Beginners often ask – is wakeboarding hard? Like all action/board sports, each person’s learning curve will differ based on their experience, gender, age, natural skills, water conditions, boat driver and boat setup.
So, is wakeboarding hard?
The most challenging part about wakeboarding is getting up out of the water, and about half of new wakeboarders won’t be able to get up the first time. After getting up, jumping wakes, and riding switch takes some practice and skills. Hard landings and faceplants also add a challenge to wakeboarding, so having board sport skills can make wakeboarding easier.
With that being said, getting up on your wakeboard can be done easier with a few tricks – we’ll go over wakeboarding tips below. Learning tricks and jumps can be done quicker by practicing at a cable park.
How to Wakeboard: Getting Up
When you’re learning how to wakeboard, getting up out of the water the first time isn’t necessarily going to happen. Whether you get up right away depends on many factors and is different for everybody.
Wakeboarding instructors should know that only around half of the beginner wakeboarders they teach get up on their first try. Don’t give up, though.
Getting up on your wakeboard can be challenging because many things need to happen in the right sequence and at the right time. The main issue is that many beginners try to pull themselves out of the water instead of allowing the boat to pull them.
Wakeboarding Tips for Getting Up
To quickly get up, you have to start by positioning yourself while in the water as if you’re sitting in a chair but leaning back, with your board pointing out of the water.
Bring your knees up to your chest as much as you can and keep them this way as the boat starts pulling away. Pushing straight knees and even fighting the water will make it harder to get up.
Stay in a squatting position with your butt as close to your wakeboard as possible until your wakeboard is fully planed. Otherwise, you’re going to try to stand up too early, sink your board, and release the rope.
How to Wakeboard Behind the Boat
Once you can get up on your wakeboard like a pro, the next challenge is getting comfortable riding sideways.
The full-body twist involved in getting into the surf-style stance isn’t natural for some beginners. So, when you’re holding the handle with both your hands, your upper body will face toward the boat, while your hips are only slightly sideways – angled about 45 degrees from the moving direction.
Beginners with a history in board sports (i.e., snowboarding) will have an edge here because the stance is more natural.
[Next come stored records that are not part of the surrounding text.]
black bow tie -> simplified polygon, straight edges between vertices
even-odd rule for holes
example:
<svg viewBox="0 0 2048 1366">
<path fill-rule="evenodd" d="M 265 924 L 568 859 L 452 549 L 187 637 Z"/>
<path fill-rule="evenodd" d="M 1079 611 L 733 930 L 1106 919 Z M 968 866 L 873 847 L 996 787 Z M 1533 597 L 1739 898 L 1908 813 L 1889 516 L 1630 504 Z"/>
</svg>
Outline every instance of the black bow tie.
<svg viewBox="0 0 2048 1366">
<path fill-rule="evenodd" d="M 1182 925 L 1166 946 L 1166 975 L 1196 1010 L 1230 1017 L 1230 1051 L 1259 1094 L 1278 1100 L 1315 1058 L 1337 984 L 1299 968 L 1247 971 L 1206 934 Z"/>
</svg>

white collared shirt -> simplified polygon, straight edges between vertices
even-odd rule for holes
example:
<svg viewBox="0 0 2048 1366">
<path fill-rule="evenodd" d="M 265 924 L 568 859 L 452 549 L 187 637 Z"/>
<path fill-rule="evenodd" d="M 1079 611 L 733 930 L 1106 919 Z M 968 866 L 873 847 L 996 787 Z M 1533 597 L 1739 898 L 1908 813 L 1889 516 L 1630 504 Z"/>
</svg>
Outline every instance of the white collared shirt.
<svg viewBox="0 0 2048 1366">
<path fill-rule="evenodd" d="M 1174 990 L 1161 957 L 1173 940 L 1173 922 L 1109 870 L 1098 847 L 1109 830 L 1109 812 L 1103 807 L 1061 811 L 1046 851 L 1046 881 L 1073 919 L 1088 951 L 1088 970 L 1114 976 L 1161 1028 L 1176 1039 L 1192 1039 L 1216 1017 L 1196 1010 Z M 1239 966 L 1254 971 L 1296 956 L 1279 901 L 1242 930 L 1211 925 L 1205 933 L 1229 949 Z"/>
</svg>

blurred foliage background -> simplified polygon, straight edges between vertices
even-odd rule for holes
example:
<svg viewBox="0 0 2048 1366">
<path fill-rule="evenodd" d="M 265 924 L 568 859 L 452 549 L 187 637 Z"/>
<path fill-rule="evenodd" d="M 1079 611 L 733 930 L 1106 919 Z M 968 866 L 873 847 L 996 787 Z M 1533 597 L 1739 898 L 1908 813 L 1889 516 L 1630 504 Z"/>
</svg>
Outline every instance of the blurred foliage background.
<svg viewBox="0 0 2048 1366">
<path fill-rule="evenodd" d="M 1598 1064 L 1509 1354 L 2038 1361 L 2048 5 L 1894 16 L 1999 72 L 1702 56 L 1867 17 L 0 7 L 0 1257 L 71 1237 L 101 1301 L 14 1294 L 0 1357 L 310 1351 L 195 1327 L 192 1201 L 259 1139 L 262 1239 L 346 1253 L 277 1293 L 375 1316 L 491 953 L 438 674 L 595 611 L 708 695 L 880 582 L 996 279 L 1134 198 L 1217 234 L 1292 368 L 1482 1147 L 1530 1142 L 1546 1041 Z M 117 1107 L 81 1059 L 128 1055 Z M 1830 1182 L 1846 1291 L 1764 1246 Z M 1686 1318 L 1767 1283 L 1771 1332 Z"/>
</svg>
Learning how to balance in the new natural wakeboard stance (i.e., right or left foot forward, AKA “goofy” or “regular” stance) while the boat starts towing you is the next challenge you’ll face when wakeboarding.
Your arms will start to get tired and hurt after riding for a bit. Remember that wakeboarding is hard on the arms, but you’ll build up muscle fast.
Keep the tow handle low and near your hips, and don’t pull on the rope. You can do these things to reduce the pressure on your arms and the likelihood of catching an edge or nose-diving your board – faceplants included!
Is Wakeboarding Difficult When Doing Tricks?
Many beginners find that doing new jumps and tricks while wakeboarding is difficult because they require a lot of practice and involve quite a bit of falling.
Jumping high and cutting hard across the wake isn’t easy, and a more advanced wakeboarding trick like Superman’s, tantrums, and backflips require a lot of commitment and boldness.
Most beginners won’t attempt any big tricks until they’ve mastered a dozen “regular” sessions – going side to side and performing small jumps with no issues.
Is Wakeboarding Hard for Riders of Any Gender or Age?
Young riders have a different idea of the difficulty level of wakeboarding compared to older riders. Young riders view wakeboarding as an easy sport, often resulting in quick progression, while a more advanced rider deals with mental blocks.
Children also tend to have an easier time getting up on a wakeboard than adults do – about four out of five will succeed in getting up on a wakeboard the first time around.
Physical condition is also critical to consider. Beginners will have an easier time getting up, carving, edging, and jumping wake than less athletic beginners of the same age.
Finally, women have an easier time getting up on a wakeboard than men because they typically don’t try to pull themselves up as much or fight the water.
Risk of Injury
Once you’ve mastered going wake to wake, performing advanced wakeboard maneuvers like inverts and spins can be highly challenging because they carry an increased risk of injury.
With longer ropes and higher boat speeds, these tricks mean you have a higher chance of getting injured. Falling at high speed, especially headfirst, can result in various whiplash, fractures, and/or concussions.
Closed bindings can also cause broken legs, and the rope can cause cuts, burns, and strangulation.
Is wakeboarding hard? It depends on who you are and how you view the sport. While it’s generally not thought of as a challenging sport, it can be challenging for people who:
- Are water skiers
- Fight the pull of the boat when trying to get up
- Are afraid of getting injured
- Are being towed by somebody with little driving experience
- Aren’t in great physical shape
- Don’t have board sport experience
Knowing how to wakeboard can add excitement to your life, and with a little patience and practice, we know you’ll get there.